You don't need exercise variety - you just need to make the exercise harder

So to be clear exercise variety is great., and if variety helps you stick to a workout routine then even better. But you can get stronger and fitter doing the exact same exercises - you just need to make them harder.

What is progressive overload?

In order to get stronger, you need to increase your training stimulus (i.e, how hard you're working) over time. So, for example if you did 10 bodyweight squats every day you may initially get stronger than you were before starting this routine. But unless you made those squats harder over time you wouldn't continue getting stronger. In other words, your strength would plateau

Pilates Practice

So how do you create progressive overload or 'make things harder'

 

You need to train with an intensity slightly above what your body is typically used to. You can do this by:

 

Add some weight

If you don't have any weights at home just grab a few cans from the pantry or fill up a couple of water bottles.
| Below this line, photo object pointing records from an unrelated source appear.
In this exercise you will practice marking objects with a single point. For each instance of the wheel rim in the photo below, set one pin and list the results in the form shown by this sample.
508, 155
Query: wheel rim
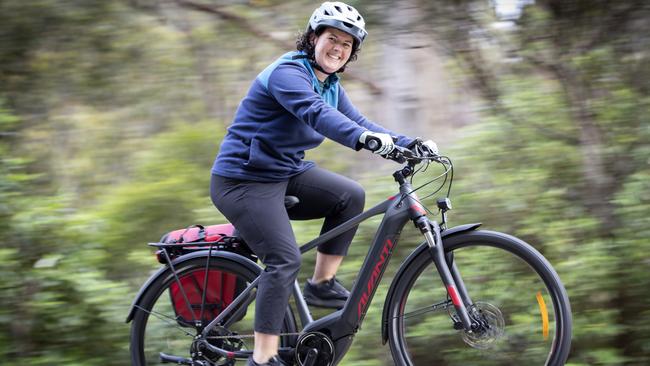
504, 287
159, 329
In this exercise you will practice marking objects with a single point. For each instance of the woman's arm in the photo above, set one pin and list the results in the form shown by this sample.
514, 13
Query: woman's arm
347, 108
292, 87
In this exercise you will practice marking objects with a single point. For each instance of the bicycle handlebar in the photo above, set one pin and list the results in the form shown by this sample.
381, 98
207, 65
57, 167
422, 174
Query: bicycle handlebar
400, 154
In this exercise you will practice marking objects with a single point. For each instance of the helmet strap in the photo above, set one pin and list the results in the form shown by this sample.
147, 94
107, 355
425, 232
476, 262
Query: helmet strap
313, 64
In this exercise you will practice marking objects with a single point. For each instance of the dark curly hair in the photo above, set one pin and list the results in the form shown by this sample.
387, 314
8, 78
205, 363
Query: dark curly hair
305, 45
You can always start by adding weight for just a couple of repetitions, and then drop the weight for the remainder of your set

 

Add an additional set.

You might not be able to do as many repetitions in this set as you did in the few prior and that's okay, just gradually build up to it.

 

Go slower!

You can slow the tempo down of the entire exercise or add a hold or a pulse at the end of each repetition

Go faster!

Try and finish the same number of repetitions in less time. Or take a shorter rest time between sets.

 

Go unilateral

Go for a single leg or single side option if it's available. 

Increase your range of motion

Squat or lunge a little deeper. Push a little further into your back bend... you get the idea.

 

Or use a combination of the above

 

Just remember if you're new to training or returning to training after a break you need to gradually build up your training intensity.